One of my favorite rambles in the world is the nine-mile Ozette loop on the west end of the Olympic Peninsula.
The wild Olympic coast is noteworthy for:
- ancient Makah ruins
- more harbor seals than humans
- rain that falls without demarcation from a liquid sky
- sledgehammer waves that toss cedar logs like matchsticks
One of my favorite spots on the hike is a mid-sized sea stack perched in the intertidal zone. Somehow, the wave action (or maybe a stray trident strike from Neptune) has bored a perfect eyelet in the rock.
I believe that a sevenfold passage under a newly risen moon may have been part of the equation.
Opportunity has yet to present itself, mind you. There are probably only a couple days out of the year where that beach isn’t socked in. The trifecta of a moonrise, clear skies, my presence seems like an elusive target.
There’s an enormous body of information about ‘Holey’ stones on the net.
Many ancient examples are carved, and tend to be extremely enigmatic. For instance, the Great Pyramids at Ghiza, contain a series of odd ‘star shafts’, tunnels with twin sealed ends and no apparent destination, with unfinished, graven windows in the stone that seals one end.

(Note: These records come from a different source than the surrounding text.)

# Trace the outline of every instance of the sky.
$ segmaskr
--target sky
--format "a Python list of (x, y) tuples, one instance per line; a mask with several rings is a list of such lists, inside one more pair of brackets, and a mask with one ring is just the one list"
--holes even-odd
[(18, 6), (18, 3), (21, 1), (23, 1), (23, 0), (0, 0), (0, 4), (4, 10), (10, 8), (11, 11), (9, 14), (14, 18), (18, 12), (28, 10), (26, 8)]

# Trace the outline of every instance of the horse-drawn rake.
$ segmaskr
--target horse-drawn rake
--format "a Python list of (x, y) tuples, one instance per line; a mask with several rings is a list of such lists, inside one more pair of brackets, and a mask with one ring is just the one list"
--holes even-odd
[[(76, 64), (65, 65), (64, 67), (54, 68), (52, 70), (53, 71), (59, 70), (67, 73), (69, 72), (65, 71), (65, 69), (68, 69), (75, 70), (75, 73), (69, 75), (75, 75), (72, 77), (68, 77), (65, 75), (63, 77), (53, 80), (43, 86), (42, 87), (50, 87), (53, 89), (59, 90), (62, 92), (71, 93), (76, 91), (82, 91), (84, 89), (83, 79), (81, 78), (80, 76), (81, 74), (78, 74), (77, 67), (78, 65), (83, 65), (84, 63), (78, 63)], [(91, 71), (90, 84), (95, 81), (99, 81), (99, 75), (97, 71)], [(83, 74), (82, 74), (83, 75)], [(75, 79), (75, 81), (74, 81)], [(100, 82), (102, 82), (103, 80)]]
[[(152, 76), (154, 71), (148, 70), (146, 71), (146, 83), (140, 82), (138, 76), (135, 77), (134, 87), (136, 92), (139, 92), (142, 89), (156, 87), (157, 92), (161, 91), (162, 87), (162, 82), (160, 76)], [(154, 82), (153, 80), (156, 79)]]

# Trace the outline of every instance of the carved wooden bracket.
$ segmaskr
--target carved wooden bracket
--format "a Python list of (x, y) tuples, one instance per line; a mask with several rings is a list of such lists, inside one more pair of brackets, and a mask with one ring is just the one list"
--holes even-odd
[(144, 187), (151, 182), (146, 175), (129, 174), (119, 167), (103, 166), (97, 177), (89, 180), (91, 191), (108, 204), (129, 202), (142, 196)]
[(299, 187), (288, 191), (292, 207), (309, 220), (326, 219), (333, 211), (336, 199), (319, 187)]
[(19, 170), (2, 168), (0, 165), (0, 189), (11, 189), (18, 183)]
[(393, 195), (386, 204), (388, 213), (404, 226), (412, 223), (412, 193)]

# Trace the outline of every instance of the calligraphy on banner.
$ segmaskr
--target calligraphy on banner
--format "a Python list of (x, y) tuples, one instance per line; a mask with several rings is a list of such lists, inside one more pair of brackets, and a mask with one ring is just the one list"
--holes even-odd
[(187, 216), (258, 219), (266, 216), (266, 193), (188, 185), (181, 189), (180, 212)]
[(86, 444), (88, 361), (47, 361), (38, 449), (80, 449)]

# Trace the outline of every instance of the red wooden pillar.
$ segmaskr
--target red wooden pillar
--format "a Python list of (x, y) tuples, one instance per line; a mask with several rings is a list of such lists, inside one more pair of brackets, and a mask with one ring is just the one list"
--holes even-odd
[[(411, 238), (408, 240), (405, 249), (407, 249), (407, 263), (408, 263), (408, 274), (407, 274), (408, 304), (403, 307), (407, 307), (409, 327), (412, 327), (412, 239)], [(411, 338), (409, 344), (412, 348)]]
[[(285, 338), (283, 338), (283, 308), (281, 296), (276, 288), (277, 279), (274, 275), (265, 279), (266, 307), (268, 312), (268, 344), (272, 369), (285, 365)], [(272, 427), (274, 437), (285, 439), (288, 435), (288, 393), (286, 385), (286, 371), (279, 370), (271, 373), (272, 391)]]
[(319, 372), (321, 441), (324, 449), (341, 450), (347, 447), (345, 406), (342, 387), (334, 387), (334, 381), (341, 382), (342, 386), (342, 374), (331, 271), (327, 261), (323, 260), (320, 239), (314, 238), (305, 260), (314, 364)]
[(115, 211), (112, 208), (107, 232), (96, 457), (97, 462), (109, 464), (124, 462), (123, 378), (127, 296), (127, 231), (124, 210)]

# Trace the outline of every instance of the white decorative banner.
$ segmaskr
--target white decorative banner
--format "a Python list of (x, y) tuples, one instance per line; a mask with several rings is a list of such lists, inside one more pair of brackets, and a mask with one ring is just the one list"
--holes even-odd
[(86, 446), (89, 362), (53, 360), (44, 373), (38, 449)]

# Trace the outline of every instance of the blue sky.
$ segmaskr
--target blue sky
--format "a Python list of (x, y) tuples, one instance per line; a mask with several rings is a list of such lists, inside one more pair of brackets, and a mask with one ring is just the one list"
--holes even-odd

Still- when it comes to natural apertures in stone, I’ve found nothing that directly mirrors my notion about passage into some alternate realm.
The Mên-an-Tol in Cornwall is perhaps the closest match I’ve found on the web. This ring-shaped artifact is said to be a natural feature (although it certainly looks carved). At one time, people would pass their children through its eyelet- either three times or nine times. This was supposed to be a sovereign cure for rickets, scrofula, and other maladies with ghastly medieval names.
More ominously, local legend suggests that a woman can impregnate herself by passing through the eyelet seven times backwards under a full moon. It’s not clear what the agent of this quickening might be. The Sidhe? Leda's swan cavorting amidst the silver gleam?
Overall- research suggests that a certain restraint might be in order.
And… if any of you have images or descriptions of natural passageways and windows from your own rambles, I’d love to hear about it.